How to sell a guest experience

03 May 2022
The hospitality industry is on a fast track to recovery. The summer seems to be headed towards an all-time high in some destinations while others are slower in their recovery. But, overall, the crisis during the pandemic is over for travel and tourism, and the recovery will speed up even further when governments lift all restrictions.
Everyone talked about "The new normal," but the pandemic has only shaken the hotel industry, and now everything is back to pre-pandemic thinking. Not much has changed. Hotels need to solve the same problems as before the pandemic. New problems, such as finding staff members and managing inflation, make any other changes even more difficult. In addition, hotels are busy taking care of guests to make some money to cover all the losses incurred during the pandemic. There is even less time to take a forward-looking perspective and adapt to changing consumer needs and behaviors to prevent future problems. The starting point should be to revisit the guest experience.

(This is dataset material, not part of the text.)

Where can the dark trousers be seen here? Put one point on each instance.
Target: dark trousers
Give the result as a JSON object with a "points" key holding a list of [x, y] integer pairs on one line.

Understand changing consumer needs

To create a remarkable guest experience, a hotel needs to understand more than the generic guest needs. Overnight accommodation is necessary since the reason to travel to the destination requires presence for multiple days. Hotels provide generic hotel room that fits anyone. Most hotels do not know or care why the guest is coming to the destination. At least they never ask, and they never store the travel reason in their guest databases. In a high-demand market, all hotels are successful since there are more guests than available hotel rooms. Anyone can succeed with a hotel in high demand. The trick is to be more successful when demand is lower than the competition. The most straightforward strategy is differentiation, in other words, to stand out from the competition in the eyes of one or several distinct target groups.
 
Differentiation means that the difference in the offering should be meaningful to the target group. Meaningless products and services for the target group will not impact revenue but drive costs and decrease revenue. It is easy to identify a meaningless product or service. Just look at the revenue and how the revenue has developed over time. The change in revenue is a clear sign of changing guest behavior, but when the hotel discovers the revenue loss, it is too late, and worst case, the guest has moved to another hotel with a better understanding of guest needs. By researching and following trends, hotels can take action due to changing guest behavior before it is too late.
 
Hotels that do not understand guest needs will have difficulty becoming successful. As a result, these hotels will be the last ones booked or attracting guests with low rates.

Creating a remarkable guest experience

All hotels deliver a guest experience. Most of them have a generic hotel experience. The guests book, check in, stay, pay, and check out as a guest. All guests receive the same standardized experience based on what they have booked at a similar rate. The generic guest experience does not encourage the guest to spend more than necessary.
 
Hotels that want to increase their revenue must focus on a few specific target groups where the hotel has an advantage or a meaningful differentiation compared to the competition. If the hotel can better satisfy the individual guest's needs, the guest will choose to stay at this hotel. Many guests happily pay a premium since the hotel meets their needs better than the competition. These guests are also willing to spend more on other products and services since these also focus on the selected target group's needs. By being meaningfully different, the hotel can capture a higher share of the guest's wallet, increase revenue, and create happier guests. In addition, of course, these guests will write positive reviews and recommend the hotel to a friend or a colleague.

Selling the guest experience

Selling a generic product or service is always about price. The lowest price wins the business. However, products and services with distinctive features meaningful to the buyer will attract buyers without discounting the price.
 
Hotels with generic products and services should hire a revenue manager that can monitor demand, on-the-books, and pick-up and adjust the rate to capture more guests than the competition. This method is called the "heads in beds" approach. As a result, the lack of differentiation means that the hotel revenue will be volatile and depend and demand fluctuations.
 
Hotels with unique products and services meaningful to the target audience should hire a salesperson who can find the right guests who appreciate the uniqueness, willingly pay a premium and spend more on additional products and services. This method is the "high value and maximizing guest spend" approach. As a result, the hotel revenue will be less volatile and continue to attract its targeted guests during general demand fluctuations.